###
Succinct Suffix Arrays based on Run-Length Encoding.

####
Veli Mäkinen and Gonzalo Navarro

A succinct full-text self-index is a data structure built on a text
*T=t_1 t_2 ... t_n*, which takes little space (ideally close to that of the
compressed text), permits efficient search for the occurrences of a pattern
*P=p_1 p_2 ... p_m* in *T*, and is able to reproduce any text substring, so
the self-index replaces the text.
Several remarkable self-indexes have been developed in recent years. They
usually take space proportional to *n H_0* or *n H_k* bits, where *H_k* is the
*k*th order empirical entropy of *T*. The time to count how many times does
*P* occur in *T* ranges from *O(m)* to *O(m log n)*.

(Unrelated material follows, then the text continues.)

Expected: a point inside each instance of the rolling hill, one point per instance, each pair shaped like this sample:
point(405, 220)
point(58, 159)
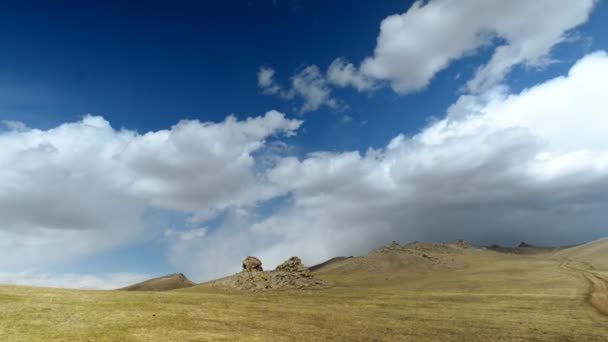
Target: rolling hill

In this paper we present a new self-index, called RLFM index for "run-length
FM-index", that counts the occurrences of *P* in *T* in *O(m)* time when the
alphabet size is *sigma=O(polylog(n))*. The RLFM index requires
*n H_k log_2(sigma)+O(n)* bits of space for small *k*.
We then show how to implement the RLFM index in practice, and obtain in passing
another implementation with different space-time tradeoffs. We empirically
compare ours against the best existing implementations of other indexes and
show that ours are fastest among indexes taking less space than the text.